Les gouvernements sont déjà enserrés dans les contraintes que leur imposent les juges : les marchés, l'Union européenne, le libre échange, les traités etc... Désormais, on rajoute sans arrêt des contraintes dans la constitution et il devient extrêmement difficile pour la politique de jouer son rôle. Or,ce rôle est essentiel car il s'agit de celui de la volonté humaine dans l'histoire et la société. Revenons un instant sur la démocratie. Son principal avantage, c'est qu'elle organise la succession du pouvoir de façon pacifique. Il y a eu d'autres manières de faire, c'est d'ailleurs pour ça que l'on a inventé l'hérédité par exemple, qui était, soit dit en passant, une autre manière pacifique de succession par rapport à ce qu'il se passait dans l'Empire romain, où c'était la violence qui réglait les problèmes de successions.
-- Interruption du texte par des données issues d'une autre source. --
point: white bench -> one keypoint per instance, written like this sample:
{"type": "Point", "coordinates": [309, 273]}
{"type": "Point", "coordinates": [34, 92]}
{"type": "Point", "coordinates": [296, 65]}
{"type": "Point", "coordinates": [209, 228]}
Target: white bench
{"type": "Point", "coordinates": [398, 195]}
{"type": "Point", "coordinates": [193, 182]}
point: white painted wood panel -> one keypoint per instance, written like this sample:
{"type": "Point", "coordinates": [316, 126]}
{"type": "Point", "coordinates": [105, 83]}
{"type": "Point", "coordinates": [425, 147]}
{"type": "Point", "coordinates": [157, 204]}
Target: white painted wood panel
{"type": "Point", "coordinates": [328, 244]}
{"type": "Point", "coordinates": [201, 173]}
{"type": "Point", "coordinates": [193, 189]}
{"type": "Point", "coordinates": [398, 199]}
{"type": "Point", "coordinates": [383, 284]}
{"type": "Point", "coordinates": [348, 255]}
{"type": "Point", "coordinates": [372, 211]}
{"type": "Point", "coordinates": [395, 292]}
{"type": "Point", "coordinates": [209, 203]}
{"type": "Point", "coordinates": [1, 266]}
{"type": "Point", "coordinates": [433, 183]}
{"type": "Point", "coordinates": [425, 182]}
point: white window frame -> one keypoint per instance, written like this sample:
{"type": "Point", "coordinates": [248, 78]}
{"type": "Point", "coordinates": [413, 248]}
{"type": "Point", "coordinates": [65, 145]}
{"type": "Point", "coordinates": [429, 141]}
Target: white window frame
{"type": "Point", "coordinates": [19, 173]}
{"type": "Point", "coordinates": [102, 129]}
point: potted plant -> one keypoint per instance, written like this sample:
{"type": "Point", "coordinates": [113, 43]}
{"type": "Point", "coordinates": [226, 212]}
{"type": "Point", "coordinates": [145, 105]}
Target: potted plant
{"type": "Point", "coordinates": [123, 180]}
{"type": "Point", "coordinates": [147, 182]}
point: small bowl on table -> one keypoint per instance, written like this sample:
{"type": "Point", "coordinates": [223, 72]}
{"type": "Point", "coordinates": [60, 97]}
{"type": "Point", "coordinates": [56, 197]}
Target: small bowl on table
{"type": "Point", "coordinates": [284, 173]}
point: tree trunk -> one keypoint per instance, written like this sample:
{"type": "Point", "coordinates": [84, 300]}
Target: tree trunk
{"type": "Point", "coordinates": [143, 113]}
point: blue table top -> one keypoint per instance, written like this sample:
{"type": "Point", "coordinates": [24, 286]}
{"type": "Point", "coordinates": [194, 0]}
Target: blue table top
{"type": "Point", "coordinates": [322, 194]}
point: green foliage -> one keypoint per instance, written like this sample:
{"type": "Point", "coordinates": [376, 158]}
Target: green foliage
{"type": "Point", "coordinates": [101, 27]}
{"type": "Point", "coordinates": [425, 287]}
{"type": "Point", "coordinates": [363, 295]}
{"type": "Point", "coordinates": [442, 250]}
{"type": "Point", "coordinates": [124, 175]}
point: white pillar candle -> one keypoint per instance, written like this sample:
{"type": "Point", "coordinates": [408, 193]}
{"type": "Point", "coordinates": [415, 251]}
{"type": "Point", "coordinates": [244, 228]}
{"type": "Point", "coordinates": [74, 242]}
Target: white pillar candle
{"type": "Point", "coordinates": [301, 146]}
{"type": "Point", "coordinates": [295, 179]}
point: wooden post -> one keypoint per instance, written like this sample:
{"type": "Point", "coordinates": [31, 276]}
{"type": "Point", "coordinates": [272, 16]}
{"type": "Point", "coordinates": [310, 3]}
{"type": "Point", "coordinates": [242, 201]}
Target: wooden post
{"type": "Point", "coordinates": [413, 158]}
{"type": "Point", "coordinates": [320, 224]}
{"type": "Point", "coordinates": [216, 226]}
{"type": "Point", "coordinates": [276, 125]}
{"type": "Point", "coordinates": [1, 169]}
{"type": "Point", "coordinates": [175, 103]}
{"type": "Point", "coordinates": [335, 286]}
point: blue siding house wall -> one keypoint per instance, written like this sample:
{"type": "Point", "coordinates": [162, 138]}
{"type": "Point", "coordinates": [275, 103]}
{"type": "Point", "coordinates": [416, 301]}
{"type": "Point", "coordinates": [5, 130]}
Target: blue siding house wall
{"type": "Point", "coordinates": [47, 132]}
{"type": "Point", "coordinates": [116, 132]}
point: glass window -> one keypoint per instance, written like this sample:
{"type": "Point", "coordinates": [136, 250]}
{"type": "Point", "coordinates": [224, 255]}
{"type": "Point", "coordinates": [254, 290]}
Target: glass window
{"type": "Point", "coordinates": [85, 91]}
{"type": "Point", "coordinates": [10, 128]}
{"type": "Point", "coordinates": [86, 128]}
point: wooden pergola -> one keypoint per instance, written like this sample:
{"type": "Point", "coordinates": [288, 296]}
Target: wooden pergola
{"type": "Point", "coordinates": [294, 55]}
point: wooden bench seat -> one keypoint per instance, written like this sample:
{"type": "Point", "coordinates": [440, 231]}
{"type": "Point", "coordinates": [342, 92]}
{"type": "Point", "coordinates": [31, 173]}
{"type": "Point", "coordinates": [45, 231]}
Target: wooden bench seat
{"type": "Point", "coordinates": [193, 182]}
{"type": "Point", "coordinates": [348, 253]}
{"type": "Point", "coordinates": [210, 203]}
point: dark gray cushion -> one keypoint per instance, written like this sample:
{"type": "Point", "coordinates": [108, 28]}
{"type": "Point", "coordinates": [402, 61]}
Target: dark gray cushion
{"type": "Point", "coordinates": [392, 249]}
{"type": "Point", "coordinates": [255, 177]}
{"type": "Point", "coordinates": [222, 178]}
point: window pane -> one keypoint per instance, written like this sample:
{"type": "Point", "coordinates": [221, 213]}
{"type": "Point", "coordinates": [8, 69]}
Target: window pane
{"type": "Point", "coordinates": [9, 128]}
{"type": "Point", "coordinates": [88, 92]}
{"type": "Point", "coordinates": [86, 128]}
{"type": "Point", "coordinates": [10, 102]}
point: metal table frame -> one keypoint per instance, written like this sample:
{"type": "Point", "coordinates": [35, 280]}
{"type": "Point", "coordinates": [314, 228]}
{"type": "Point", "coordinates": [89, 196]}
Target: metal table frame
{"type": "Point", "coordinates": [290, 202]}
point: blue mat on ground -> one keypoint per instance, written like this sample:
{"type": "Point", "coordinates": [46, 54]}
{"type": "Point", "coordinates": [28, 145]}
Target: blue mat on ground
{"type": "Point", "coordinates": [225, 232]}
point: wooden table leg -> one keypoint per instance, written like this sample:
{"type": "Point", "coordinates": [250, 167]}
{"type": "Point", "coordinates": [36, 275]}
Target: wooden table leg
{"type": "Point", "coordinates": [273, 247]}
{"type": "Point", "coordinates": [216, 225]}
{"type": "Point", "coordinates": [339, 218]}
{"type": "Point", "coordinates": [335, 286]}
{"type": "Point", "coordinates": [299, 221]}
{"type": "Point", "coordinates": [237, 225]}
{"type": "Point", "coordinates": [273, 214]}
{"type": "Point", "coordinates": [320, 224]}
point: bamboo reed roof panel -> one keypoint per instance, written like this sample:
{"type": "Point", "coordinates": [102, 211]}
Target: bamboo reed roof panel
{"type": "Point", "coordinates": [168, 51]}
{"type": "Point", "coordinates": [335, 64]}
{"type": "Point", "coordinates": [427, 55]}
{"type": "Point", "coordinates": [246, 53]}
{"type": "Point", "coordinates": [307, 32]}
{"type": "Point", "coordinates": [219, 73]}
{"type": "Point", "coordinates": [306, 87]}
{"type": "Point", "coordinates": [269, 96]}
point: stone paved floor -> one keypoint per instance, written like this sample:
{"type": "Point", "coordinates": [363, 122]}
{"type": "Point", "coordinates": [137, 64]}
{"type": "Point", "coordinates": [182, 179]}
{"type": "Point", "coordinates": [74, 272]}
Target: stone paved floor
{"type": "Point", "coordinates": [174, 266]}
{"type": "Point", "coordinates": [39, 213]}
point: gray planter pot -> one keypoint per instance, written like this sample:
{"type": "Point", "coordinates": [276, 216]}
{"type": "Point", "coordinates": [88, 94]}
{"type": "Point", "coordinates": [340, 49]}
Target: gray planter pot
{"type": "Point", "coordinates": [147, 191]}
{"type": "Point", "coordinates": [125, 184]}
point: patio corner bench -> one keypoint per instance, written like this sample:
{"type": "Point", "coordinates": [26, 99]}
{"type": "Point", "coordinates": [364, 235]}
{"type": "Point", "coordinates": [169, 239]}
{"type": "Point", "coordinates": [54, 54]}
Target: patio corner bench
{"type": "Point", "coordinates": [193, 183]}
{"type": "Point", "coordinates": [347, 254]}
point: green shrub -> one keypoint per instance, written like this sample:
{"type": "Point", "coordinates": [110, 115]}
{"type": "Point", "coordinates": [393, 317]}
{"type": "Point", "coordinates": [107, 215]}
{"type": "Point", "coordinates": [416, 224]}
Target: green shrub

Intéressons nous au non-cumul des mandats dans le temps, qui pose justement ce problème de la succession au pouvoir en démocratie. L'exemple le plus caractéristique est évidemment celui des États-Unis. En 1947, les Américains ont ainsi décidé d'introduire dans leur constitution le 22e amendement, qui limite à deux le nombre de mandats présidentiels (non pas successifs mais en tout). Cela venait après l'expérience de Franklin Delano Roosevelt, qui avait été élu 4 fois (1932, 1936, 1940 et 1944) avant de mourir au début de son quatrième et dernier mandat. Resituons les choses : imaginez un instant qu'il y ait eu à l'époque une limitation et que les Américains aient dû changer de président. Que se serait-il passé ? On voit tout de suite que ce système peut avoir aussi beaucoup d'inconvénients, selon les circonstances. Aujourd'hui, quelqu'un comme Obama ne pourrait pas se représenter contre Trump, même s'il le voulait.

En France, la première expérience date de 1848 avec l'élection du président de la République au suffrage universel pour un seul mandat. Louis-Napoléon Bonaparte avait alors été élu avec 74% des voix. Mais que se passe-t-il quand il arrive quasiment au terme de son mandat ? Le 2 décembre 1851, comme il veut rester au pouvoir, il réalise un coup d'État qu'il soumet d'ailleurs à un plébiscite, qu'il a par la suite remporté. Donc on voit bien que cette non-rééligibilité est toujours suspendue à la volonté des peuples qui ont toujours le dernier mot. Ils n'ont pas toujours raison mais ils ont toujours le dernier mot. Venons-en à la Ve République qui commence avec un mandat de 7 ans sans limites. Ce changement a-t-il provoqué des problèmes extrêmement importants ou des difficultés ? En réalité, non ! Le seul qui a fait deux mandats et pas plus, c'est François Mitterrand. Le général de Gaulle, quant à lui, n'a régné que pendant 11 ans, Georges Pompidou est mort au bout de cinq ans et Jacques Chirac a fait deux mandats de 7 et 5 ans. Enfin, Nicolas Sarkozy a été battu en 2012 alors qu'il briguait un deuxième mandat et François Hollande ne s'est pas représenté en 2017. Le "pire" reste donc François Mitterrand avec deux mandats de 7 ans.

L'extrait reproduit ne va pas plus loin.